Body Typos - #1
Edward Jackowski, Ph.D.
CEO & Founder of Exude Fitness and Escape Your Shape
If you’re trying to lose weight and/or excess fat and mass and you’re lifting moderate-heavy weights thinking that it will create a healthier body ratio which will allow you to burn more fat and help you to lose weight is not the most effective approach to weight loss and here’s why… This perhaps the most popular misconception circulating out there today. What do cross country skiers, swimmers, marathon runners, ballet dancers, ballerinas, and tri-athletes have in common? That’s right; none of these athletes are fat or possess a lot of bulk. Based on the theory that one needs to lift weights in order to burn fat more efficiently, then all of the athletes described above should be fat because they lift little or no weights in their exercise regimens. Moreover, how come athletes in the early 1900’s and before that time who participated in any of these types of sports were built similar to today’s athletes partaking in these same sports or activities? This faux pas is doing a grave injustice today by bulking up all the millions of women out there who think that if they lift weights that their metabolism will work more efficiently and that they will be able to burn more fat because they will possess more muscle.

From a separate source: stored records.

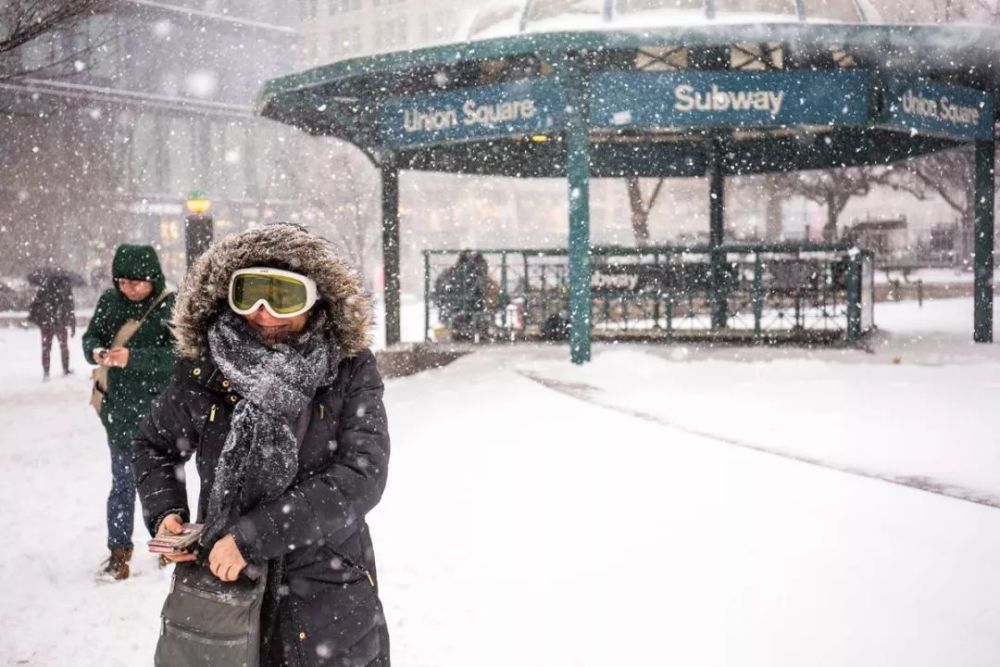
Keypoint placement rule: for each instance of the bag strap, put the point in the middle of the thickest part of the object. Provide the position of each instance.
(163, 295)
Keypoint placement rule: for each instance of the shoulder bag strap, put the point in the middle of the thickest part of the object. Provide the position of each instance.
(152, 307)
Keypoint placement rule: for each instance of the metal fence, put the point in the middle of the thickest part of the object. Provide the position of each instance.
(757, 292)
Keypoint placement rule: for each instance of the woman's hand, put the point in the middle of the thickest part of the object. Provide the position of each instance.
(118, 356)
(172, 525)
(225, 560)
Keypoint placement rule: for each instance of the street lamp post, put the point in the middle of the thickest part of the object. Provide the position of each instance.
(198, 225)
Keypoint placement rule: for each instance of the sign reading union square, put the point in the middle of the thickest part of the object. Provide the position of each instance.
(687, 99)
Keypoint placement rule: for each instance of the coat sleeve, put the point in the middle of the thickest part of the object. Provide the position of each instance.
(100, 332)
(156, 358)
(318, 508)
(164, 443)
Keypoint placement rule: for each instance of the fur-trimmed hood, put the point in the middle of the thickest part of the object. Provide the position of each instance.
(205, 288)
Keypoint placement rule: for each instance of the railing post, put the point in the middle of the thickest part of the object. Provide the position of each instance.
(983, 243)
(427, 296)
(504, 297)
(573, 80)
(758, 297)
(853, 296)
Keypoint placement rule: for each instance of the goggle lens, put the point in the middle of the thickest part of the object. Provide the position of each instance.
(283, 294)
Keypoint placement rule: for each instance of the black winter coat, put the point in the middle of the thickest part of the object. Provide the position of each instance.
(322, 606)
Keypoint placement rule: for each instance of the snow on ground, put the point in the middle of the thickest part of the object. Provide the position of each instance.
(525, 524)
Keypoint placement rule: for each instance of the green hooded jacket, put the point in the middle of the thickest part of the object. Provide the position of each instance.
(151, 349)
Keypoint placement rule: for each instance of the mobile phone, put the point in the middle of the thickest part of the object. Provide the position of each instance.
(171, 544)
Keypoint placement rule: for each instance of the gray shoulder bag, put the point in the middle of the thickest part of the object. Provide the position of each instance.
(206, 621)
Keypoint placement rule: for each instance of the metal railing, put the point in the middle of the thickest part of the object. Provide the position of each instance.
(757, 292)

In theory, this is true. But what you the lay person and for that manner, even professionals in the fitness industry don’t know is that in order to raise your Basal Metabolic Rate – known as your BMR, the human body needs to put on approximately 20% more muscle mass in order to raise their BMR by just 5%. Considering that most people are overweight today, they are not in a position to add mass to their body. And, just because you are lifting weights and getting stronger, it doesn’t guarantee that your BMR is going to be more efficient because you could be lifting weights with low-moderate repetitions (reps) and lifting a heavy weight which requires lots of rest in between each set or exercise thus you are not working intensely enough in order to positively affect your BMR.
The reason that certain athletes own an efficient fat-burning body is primarily due to the fact that when they do workout and exercise, they workout with enough intensity that allows them to burn fat during and hours afterwards. It is the intensity at which we exercise that allows us to possess a healthier body ratio which then allows us to be burning more calories during our resting state and not the type of exercise per se. Additionally, weights and resistance come in many forms. For instance, a typical female ballet dancer may weigh about 120 lbs. Each and every time she lifts one leg repetitively, she is moving approximately 30+ lbs! Now just because there isn’t a weight or dumbbell attached to her body doesn’t mean she is not lifting enough weight. Actually, because she only lifts her body as her sole weight and resistance is the reason why her body is so lithe. If she added more weights to her routine, she would possess more mass and it would a) look awkward and, b) would not able her to move with the ease and grace that we admire and respect when we watch a ballet.